Ceci donne lieu à s’interroger sur les conditions socio-économiques et sécuritaires dans lesquelles ces filles et femmes travaillent, mais aussi sur ce qui pousse les filles et les femmes d’aller travailler dans les bars. Les filles exerçant les métiers de serveuses dans des bistros de la ville de Bukavu sont qualifiées socialement par d’autres comme des « mangeuses d’hommes », ou encore des prostituées qui ne peuvent pas être dans la société. Et pourtant, souvent ils sont à la recherche de la vie, de subvenir aux besoins de la famille se trouvant en difficultés. Certaines d’entre-elles viennent du Burundi, du Rwanda, ce qui peut créer des tensions avec les serveuses congolaises. Toutes partagent le même destin d’être exposé à des salaires dérisoires et au mauvais comportement de leurs clients :
« Tu peux voir un client qui vient et commande la boisson pour 10$ par exemple, mais en payant il te donne 5$ et dit qu’il va payer le reste demain mais qui n’arrive pas à respecter sa promesse, l’autre vient il commande, consomme et s’en va sans que je ne le sache et tout cela tombe toujours sur mon dos »
La majorité des patrons des bars dans la ville de Bukavu sont très stricts sur la fixation du salaire de leurs employées : une serveuse touche en moyenne 60 dollars le mois, sans soins médicaux mais travaillant jour et nuit sans repos. Leur sécurité physique et mentale n’est rarement prise en compte et leurs clients – et parfois les patrons mêmes – les harcèlent en impunité :
« Nous avons toujours été harcelées par les clients d’abord qui sont ivres et refusent de payer leurs factures, ils commencent à nous injurier et à nous taper d’autre part il y a notre patron qui nous menace toujours »
« La fois passée il y avait un vieux papa qui m’avais mis 40,000 francs congolais dans le soutiens gorge en me suppliant de me toucher juste sur les fesses et les seins »
La plupart des filles serveuses passent la nuit dans les bistros pour raison de sécurité, de peur de rentrer à la maison tard. Certaines, s’y mettent au travail du sexe en même temps, les salaires du bar ne suffisant pas pour mener une vie digne.
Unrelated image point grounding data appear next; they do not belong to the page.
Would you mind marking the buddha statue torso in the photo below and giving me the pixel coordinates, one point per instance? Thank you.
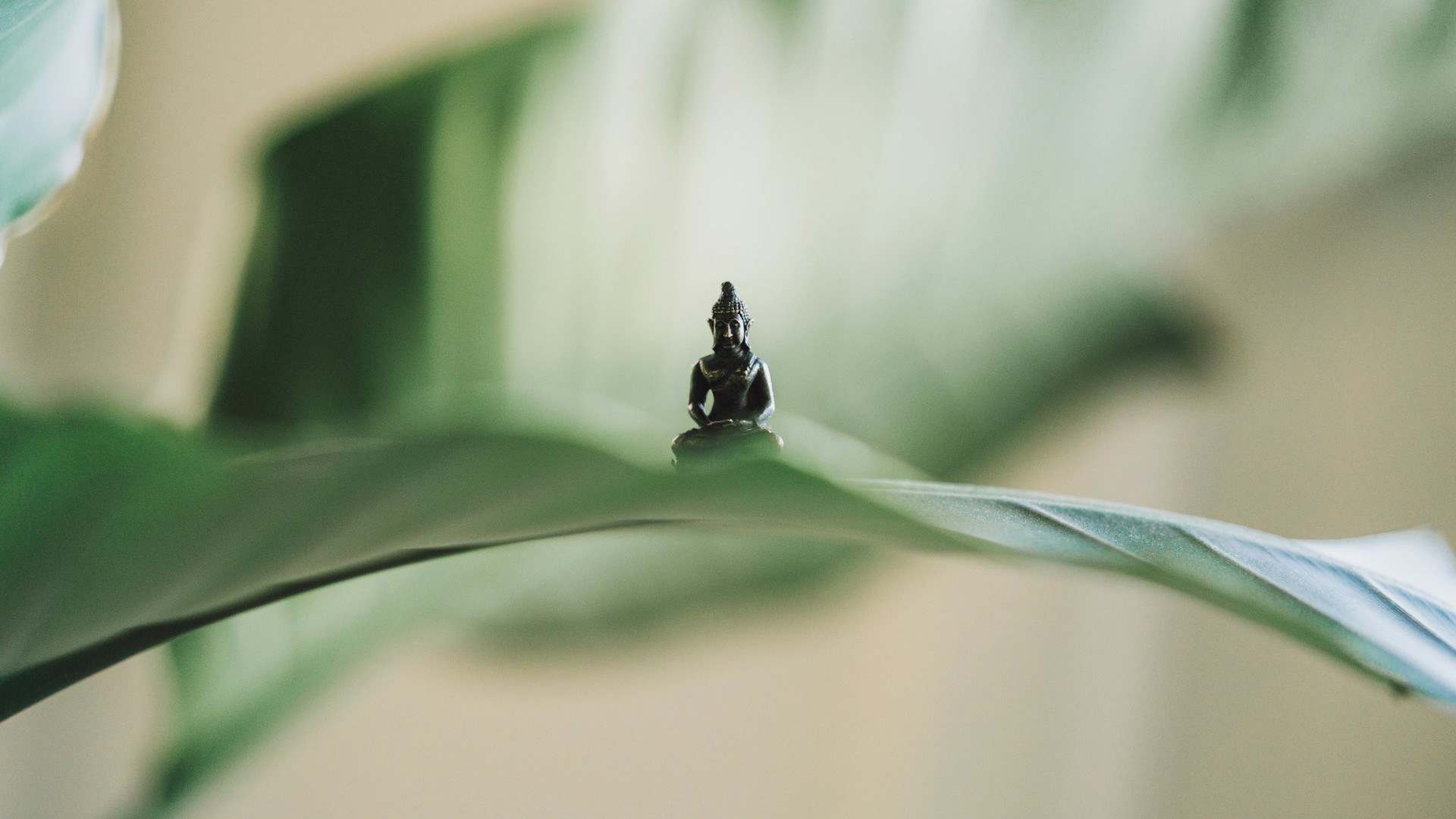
(730, 382)
(740, 390)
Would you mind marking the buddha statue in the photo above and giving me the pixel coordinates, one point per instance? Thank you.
(740, 388)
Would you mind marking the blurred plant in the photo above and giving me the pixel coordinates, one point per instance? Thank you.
(473, 293)
(57, 71)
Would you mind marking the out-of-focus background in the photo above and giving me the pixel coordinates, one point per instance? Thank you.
(938, 687)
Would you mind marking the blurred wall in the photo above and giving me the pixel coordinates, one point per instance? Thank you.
(946, 687)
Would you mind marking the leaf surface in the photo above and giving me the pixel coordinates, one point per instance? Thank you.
(286, 522)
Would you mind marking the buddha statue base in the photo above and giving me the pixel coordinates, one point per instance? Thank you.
(723, 444)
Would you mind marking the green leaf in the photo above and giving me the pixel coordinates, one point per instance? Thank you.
(938, 213)
(281, 523)
(57, 67)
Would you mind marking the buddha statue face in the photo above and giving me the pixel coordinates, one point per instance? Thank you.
(730, 331)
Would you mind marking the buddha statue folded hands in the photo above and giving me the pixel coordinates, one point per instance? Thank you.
(742, 394)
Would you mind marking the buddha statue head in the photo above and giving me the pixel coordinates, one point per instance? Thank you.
(730, 322)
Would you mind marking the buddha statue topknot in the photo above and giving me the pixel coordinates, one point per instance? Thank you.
(742, 394)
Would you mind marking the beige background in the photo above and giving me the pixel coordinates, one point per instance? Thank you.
(944, 687)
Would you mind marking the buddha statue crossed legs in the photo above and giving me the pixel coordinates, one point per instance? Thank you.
(740, 388)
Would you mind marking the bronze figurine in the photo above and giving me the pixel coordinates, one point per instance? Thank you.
(742, 391)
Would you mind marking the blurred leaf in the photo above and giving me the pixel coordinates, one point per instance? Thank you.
(935, 210)
(96, 521)
(57, 64)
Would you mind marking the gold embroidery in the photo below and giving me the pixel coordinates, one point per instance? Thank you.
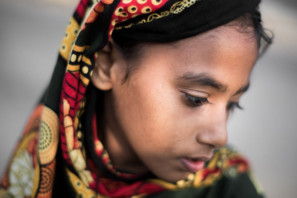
(176, 8)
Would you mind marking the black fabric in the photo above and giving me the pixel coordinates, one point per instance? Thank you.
(200, 17)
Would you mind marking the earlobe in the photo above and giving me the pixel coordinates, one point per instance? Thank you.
(101, 77)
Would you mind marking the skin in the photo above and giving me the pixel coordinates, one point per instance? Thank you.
(160, 116)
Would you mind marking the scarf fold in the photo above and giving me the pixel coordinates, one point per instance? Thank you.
(56, 124)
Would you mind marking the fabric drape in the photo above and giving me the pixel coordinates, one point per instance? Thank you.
(60, 154)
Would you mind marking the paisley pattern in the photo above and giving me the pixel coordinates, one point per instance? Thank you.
(55, 125)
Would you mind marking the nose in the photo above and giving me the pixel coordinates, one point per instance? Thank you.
(214, 129)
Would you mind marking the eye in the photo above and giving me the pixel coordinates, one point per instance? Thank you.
(232, 105)
(196, 101)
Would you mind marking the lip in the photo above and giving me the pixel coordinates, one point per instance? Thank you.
(193, 164)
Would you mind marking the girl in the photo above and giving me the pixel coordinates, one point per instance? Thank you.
(138, 103)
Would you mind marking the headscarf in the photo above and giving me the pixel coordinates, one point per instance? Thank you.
(60, 153)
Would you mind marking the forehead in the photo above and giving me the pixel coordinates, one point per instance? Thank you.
(223, 53)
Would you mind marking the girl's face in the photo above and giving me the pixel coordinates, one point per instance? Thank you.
(171, 113)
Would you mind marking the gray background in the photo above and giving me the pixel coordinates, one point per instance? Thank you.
(266, 131)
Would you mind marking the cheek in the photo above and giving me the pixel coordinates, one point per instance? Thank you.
(149, 113)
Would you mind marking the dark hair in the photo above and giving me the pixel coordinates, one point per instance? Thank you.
(131, 50)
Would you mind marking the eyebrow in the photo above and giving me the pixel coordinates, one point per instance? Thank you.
(203, 79)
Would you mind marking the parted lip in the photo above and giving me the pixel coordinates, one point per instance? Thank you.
(194, 164)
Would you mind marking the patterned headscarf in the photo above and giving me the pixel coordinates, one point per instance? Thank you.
(53, 149)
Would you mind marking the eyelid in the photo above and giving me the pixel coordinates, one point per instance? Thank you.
(232, 105)
(194, 101)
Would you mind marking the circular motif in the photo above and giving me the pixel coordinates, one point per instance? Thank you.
(46, 180)
(146, 10)
(156, 2)
(48, 136)
(79, 58)
(73, 57)
(132, 9)
(45, 136)
(85, 69)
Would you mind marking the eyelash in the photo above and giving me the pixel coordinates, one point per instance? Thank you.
(232, 105)
(196, 101)
(199, 101)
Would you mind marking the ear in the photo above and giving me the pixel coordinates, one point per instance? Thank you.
(101, 77)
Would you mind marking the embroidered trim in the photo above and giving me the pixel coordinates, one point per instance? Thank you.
(176, 8)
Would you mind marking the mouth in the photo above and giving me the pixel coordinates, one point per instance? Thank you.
(193, 164)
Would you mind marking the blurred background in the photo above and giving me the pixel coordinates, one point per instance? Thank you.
(266, 131)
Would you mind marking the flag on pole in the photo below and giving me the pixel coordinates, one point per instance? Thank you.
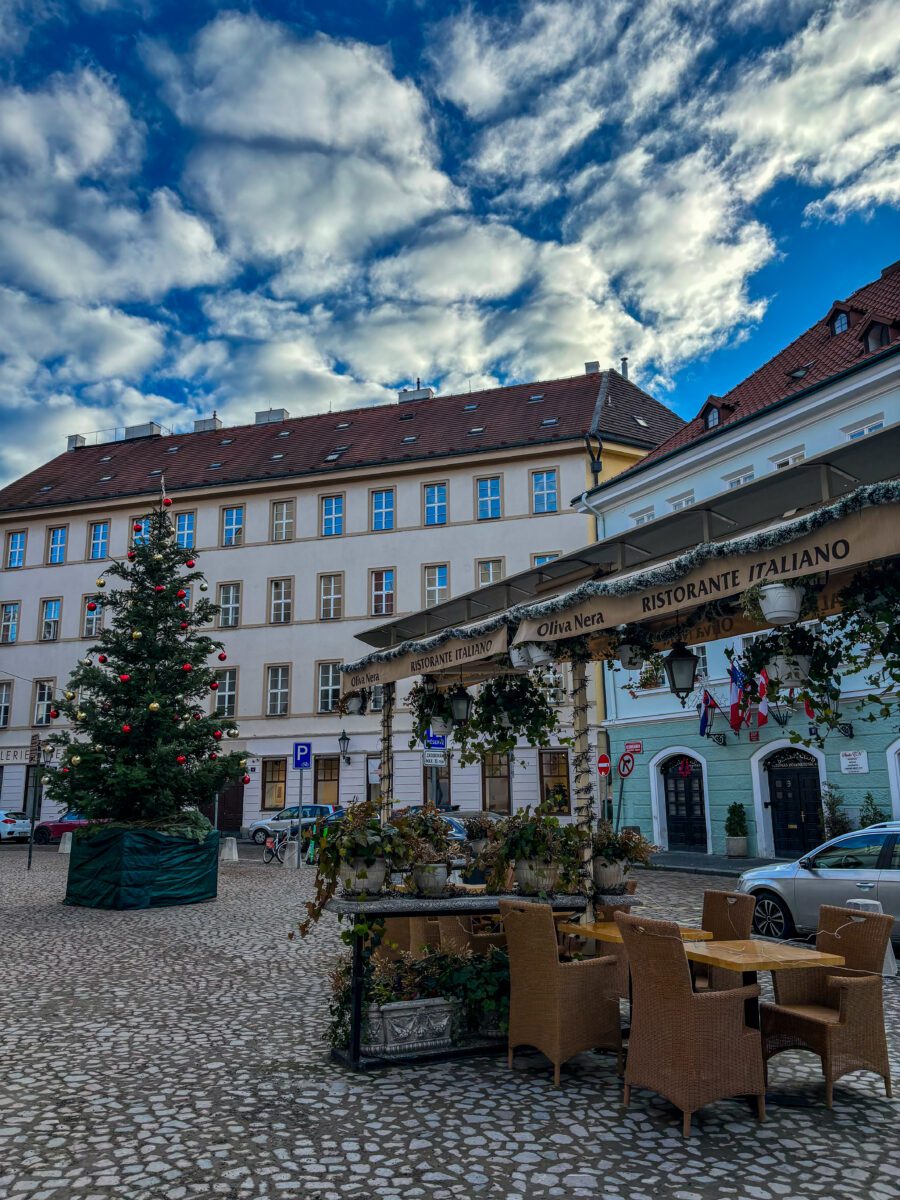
(762, 711)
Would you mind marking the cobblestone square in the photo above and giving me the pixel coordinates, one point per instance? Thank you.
(179, 1053)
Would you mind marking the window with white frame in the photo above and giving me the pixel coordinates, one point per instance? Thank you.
(43, 701)
(227, 693)
(185, 525)
(436, 585)
(490, 505)
(51, 611)
(16, 550)
(9, 622)
(229, 605)
(383, 510)
(233, 526)
(99, 545)
(382, 592)
(331, 597)
(283, 521)
(331, 516)
(281, 601)
(435, 504)
(328, 691)
(57, 540)
(545, 491)
(277, 691)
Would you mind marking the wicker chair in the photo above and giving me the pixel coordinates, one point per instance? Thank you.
(559, 1008)
(835, 1012)
(727, 916)
(690, 1047)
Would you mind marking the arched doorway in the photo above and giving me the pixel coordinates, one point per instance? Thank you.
(685, 808)
(795, 802)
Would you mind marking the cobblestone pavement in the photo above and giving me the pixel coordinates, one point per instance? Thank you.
(178, 1054)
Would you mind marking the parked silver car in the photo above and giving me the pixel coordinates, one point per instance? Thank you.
(864, 864)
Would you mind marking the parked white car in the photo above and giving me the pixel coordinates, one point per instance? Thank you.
(13, 825)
Une d’eux relate :
« Moi je n’ai pas de problème avec mon chef concernant le salaire, le patron peut me donner tout le salaire qu’il veut mais ma seule condition est qu’il me laisse libre pendant la nuit pour aller me débrouiller ailleurs »
Beaucoup de ces femmes ne sont pas des serveuses par choix mais dû aux conditions de vie précaires dans les centres urbains en RDC. Travailler dans un bar exige de l’endurance et beaucoup de courage, tout en acceptant des salaires maigres et des conditions de travail incertains y compris l’insécurité physique. Ni les patrons, ni les autorités compétentes semblent embrasser le fait que ces femmes sont des citoyennes congolaises comme tout le monde et leurs doivent sécurité et dignité.
Cubaka Muderhwa Vianney est chercheur au Groupe Etudes sur les Conflits et la Sécurité Humaine (GEC–SH) au CERUKI–ISP Bukavu.